De acordo com o Projeto, as instituições de ensino do município deverão fiscalizar e proibir a entrada de alunos nas escolas com as "Pulseiras do Sexo" e se não cumprirem a lei poderão receber advertência, multa de dez unidades fiscais do município (UFM), aplicada em dobro em caso de reincidência, cassação da licença de funcionamento e lacração do estabelecimento.

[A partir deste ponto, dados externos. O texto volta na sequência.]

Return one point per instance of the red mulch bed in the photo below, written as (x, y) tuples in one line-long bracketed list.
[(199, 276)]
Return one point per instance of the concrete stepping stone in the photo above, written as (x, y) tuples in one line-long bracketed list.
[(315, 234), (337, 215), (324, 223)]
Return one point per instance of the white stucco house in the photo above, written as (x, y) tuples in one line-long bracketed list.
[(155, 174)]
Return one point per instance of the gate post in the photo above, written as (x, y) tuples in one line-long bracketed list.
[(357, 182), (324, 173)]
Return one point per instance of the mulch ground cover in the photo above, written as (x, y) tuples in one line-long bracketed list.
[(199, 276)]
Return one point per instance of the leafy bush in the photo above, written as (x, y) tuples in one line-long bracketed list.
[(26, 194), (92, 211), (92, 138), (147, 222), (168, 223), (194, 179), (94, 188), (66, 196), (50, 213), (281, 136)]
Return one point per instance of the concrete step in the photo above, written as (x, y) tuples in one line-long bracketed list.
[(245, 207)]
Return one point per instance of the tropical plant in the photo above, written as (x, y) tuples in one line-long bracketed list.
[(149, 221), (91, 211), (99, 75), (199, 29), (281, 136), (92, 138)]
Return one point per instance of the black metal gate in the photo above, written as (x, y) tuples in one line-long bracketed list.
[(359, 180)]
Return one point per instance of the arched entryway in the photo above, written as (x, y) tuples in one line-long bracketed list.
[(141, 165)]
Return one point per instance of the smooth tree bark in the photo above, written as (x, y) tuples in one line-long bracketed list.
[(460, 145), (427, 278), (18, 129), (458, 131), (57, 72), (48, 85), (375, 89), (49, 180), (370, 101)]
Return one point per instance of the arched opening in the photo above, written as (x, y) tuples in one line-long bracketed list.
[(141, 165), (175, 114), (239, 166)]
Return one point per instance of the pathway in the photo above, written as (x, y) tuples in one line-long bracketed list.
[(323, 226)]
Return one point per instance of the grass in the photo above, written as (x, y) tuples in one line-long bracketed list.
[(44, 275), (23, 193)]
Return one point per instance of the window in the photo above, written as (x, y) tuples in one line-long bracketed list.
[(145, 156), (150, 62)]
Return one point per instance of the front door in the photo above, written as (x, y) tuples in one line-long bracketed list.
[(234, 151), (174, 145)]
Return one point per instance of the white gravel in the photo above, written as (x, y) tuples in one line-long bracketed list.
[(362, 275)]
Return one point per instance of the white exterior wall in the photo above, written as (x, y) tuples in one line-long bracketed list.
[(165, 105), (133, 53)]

Recente pesquisa da Secretaria de Estado da Saúde, realizada na Casa do Adolescente de Heliópolis, zona sul de São Paulo, indica que cerca de 90% de garotas com idades entre 10 e 14 anos disseram já ter usado o acessório conhecido como "Pulseira do Sexo". Entre os garotos da mesma faixa etária, quase 55% afirmaram já ter usado.
O estudo indica ainda que mais de 60% dos adolescentes diz desconhecer o significado das pulseiras.
Na faixa etária de 15 a 19 anos, 38% das meninas afirmaram já ter usado as pulseirinhas, enquanto apenas 8,5% dos meninos admitiram o uso. Do total, apenas 5,7% nunca tinha ouvido falar das pulseiras.
Ao todo, foram ouvidos 174 adolescentes e jovens entre 10 e 24 anos entre os meses de abril e maio deste ano.
PULSEIRAS DO SEXO
A moda de utilização das "Pulseiras do Sexo" teve início na Inglaterra e se disseminou pelo mundo via internet, virando febre também dentro das escolas. Cada cor de pulseira é um código para experiências sexuais, onde cada cor significa um grau de intimidade, desde um abraço até o ato sexual propriamente dito.
Quem usa as pulseiras está automaticamente participando de um tipo de jogo (o Snap), que funciona assim: uns tentam arrebentar a pulseira do outro, aquele que consegue, ganha o direito ao “ato” ao qual a cor da pulseira corresponde.